Finley is a town in Juneau County, Wisconsin, United States. The population was 88 at the 2020 census.

==History==
Created in the 1890s from parts of Armenia and Kingston, Finley first appeared on the 1900 United States census, with a population of 201.

==Geography==
According to the United States Census Bureau, the town has a total area of 38.6 square miles (99.9 km^{2}), of which 38.3 square miles (99.1 km^{2}) is land and 0.3 square mile (0.8 km^{2}) (0.78%) is water.

==Demographics==
As of the census of 2000, there were 84 people, 33 households, and 25 families residing in the town. The population density was 2.2 people per square mile (0.8/km^{2}). There were 97 housing units at an average density of 2.5 per square mile (1.0/km^{2}). The racial makeup of the town was 98.81% White, and 1.19% from two or more races.

There were 33 households, out of which 33.3% had children under the age of 18 living with them, 66.7% were married couples living together, 6.1% had a female householder with no husband present, and 24.2% were non-families. 15.2% of all households were made up of individuals, and 3.0% had someone living alone who was 65 years of age or older. The average household size was 2.55 and the average family size was 2.88.

In the town, the population was spread out, with 27.4% under the age of 18, 3.6% from 18 to 24, 21.4% from 25 to 44, 29.8% from 45 to 64, and 17.9% who were 65 years of age or older.

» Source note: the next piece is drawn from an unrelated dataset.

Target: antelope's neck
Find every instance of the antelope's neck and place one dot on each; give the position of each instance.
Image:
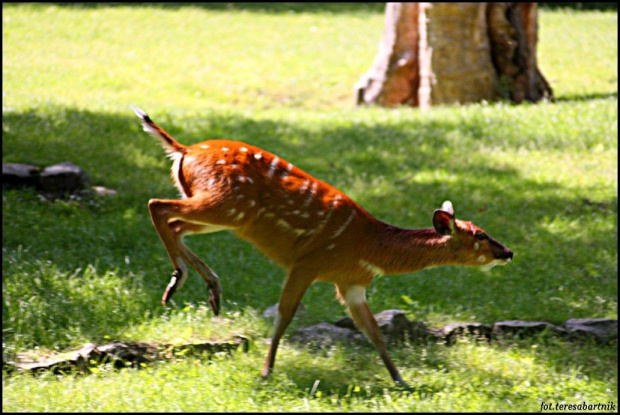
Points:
(399, 251)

The median age was 42 years. For every 100 females, there were 86.7 males. For every 100 females age 18 and over, there were 103.3 males.

The median income for a household in the town was $31,250, and the median income for a family was $26,250. Males had a median income of $30,625 versus $13,333 for females. The per capita income for the town was $13,715. There were 7.1% of families and 8.4% of the population living below the poverty line, including no under eighteens and none of those over 64.